First hydraulic pump and the second hydraulic pump be in gear pump, plunger displacement pump, vane pump any one.
Hydraulic motor may is that sliding-vane motor, turbine assembly, gear motor, wedge shape force motor.
The unit oil drain quantity of the first hydraulic pump is than the high 5%-300% of unit oil drain quantity of the second hydraulic pump.
More preferably, the unit oil drain quantity of the first hydraulic pump is than the high 50%-200% of unit oil drain quantity of the second hydraulic pump.
The output shaft of hydraulic motor and the power shaft of the first hydraulic pump and the second hydraulic pump are coaxially disposed and pass through the first unilateral bearing and connect.
The unit oil drain quantity of the second hydraulic pump is 1.005-1.2 times of hydraulic motor unit oil drain quantity.
A kind of hydraulic energy-saving device, including:
One fuel reserve tank and pressure oil pressure vessel are set, by power-actuated first hydraulic pump and the second hydraulic pump and the hydraulic motor driven by hydraulic oil and the second hydraulic motor;
First hydraulic pump and the second hydraulic pump are that coaxial synchronous drives, the power shaft of the first hydraulic pump and the second hydraulic pump is separately positioned with the output shaft of hydraulic motor and the second hydraulic motor or is connected with hydraulic motor and the second hydraulic motor by the first unilateral bearing 5-1 and the second unilateral bearing 5-2, second hydraulic pump is arranged in pressure oil pressure vessel, the inlet port of the first hydraulic pump is connected to fuel reserve tank, the oil drain out of the first hydraulic pump is connected in pressure oil pressure vessel, the inlet port of the second hydraulic pump is arranged in pressure oil pressure vessel, the oil drain out of the second hydraulic pump is connected to the oil transportation mouth of hydraulic motor, the oil drain out of hydraulic motor is connected to fuel reserve tank;Pressure oil pressure vessel?Overflow pipe is connected to the oil transportation mouth of the second hydraulic motor, and the oil drain out of the second hydraulic motor is connected to fuel reserve tank;
The unit oil drain quantity of the first hydraulic pump is more than the unit oil drain quantity of the second hydraulic pump;First hydraulic pump is by hydraulic oil input pressurization oil pressure container, produce supercharging so that the second automatic oil suction of hydraulic pump, alleviate power drive load, hydraulic oil is exported to hydraulic motor and the second hydraulic motor by the second hydraulic pump, to drive hydraulic motor and the second hydraulic motor to realize power transmission output.
First hydraulic pump and the second hydraulic pump be in gear pump, plunger displacement pump, vane pump any one.

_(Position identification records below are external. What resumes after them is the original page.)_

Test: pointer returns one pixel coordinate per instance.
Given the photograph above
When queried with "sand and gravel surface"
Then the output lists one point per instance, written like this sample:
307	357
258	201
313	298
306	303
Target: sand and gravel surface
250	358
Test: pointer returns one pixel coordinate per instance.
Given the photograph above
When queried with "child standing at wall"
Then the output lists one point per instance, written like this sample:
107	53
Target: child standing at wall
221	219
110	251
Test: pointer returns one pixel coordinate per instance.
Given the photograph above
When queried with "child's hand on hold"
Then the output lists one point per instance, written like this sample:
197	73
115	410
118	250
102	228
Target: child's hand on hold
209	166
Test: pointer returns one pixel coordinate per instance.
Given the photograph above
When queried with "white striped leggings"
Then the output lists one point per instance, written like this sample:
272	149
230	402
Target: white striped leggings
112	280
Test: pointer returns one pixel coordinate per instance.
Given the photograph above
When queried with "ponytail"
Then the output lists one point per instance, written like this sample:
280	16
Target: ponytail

First hydraulic motor and the second hydraulic motor can be: sliding-vane motor, turbine assembly, gear motor, wedge shape force motor.
The unit oil drain quantity of the first hydraulic pump is than the high 5%-300% of unit oil drain quantity of the second hydraulic pump.
More preferably, the unit oil drain quantity of the first hydraulic pump is than the high 50%-200% of unit oil drain quantity of the second hydraulic pump.
The output shaft of hydraulic motor and the power shaft of the first hydraulic pump and the second hydraulic pump are coaxially disposed and pass through the first unilateral bearing and connect.
The unit oil drain quantity of the second hydraulic pump is 1.005-1.2 times of hydraulic motor unit oil drain quantity.
1-5 times of a diameter of second hydraulic pump diameter of hydraulic motor.
Optimal, 2 times of a diameter of second hydraulic pump diameter of hydraulic motor.
Second hydraulic motor is turbine assembly, turbine assembly includes atomizing disk, flow guiding disc, the first turbine, in the same direction control dish, the second turbine, centrifugal oil pooling hood and the turbine assembly housing being coaxially disposed, atomizing disk edge is symmetrically arranged with atomization hole slot, atomization hole slot, as turbine assembly oil-in, forms some oil extraction blades relative to the circularly symmetric setting of output shaft in centrifugal oil pooling hood.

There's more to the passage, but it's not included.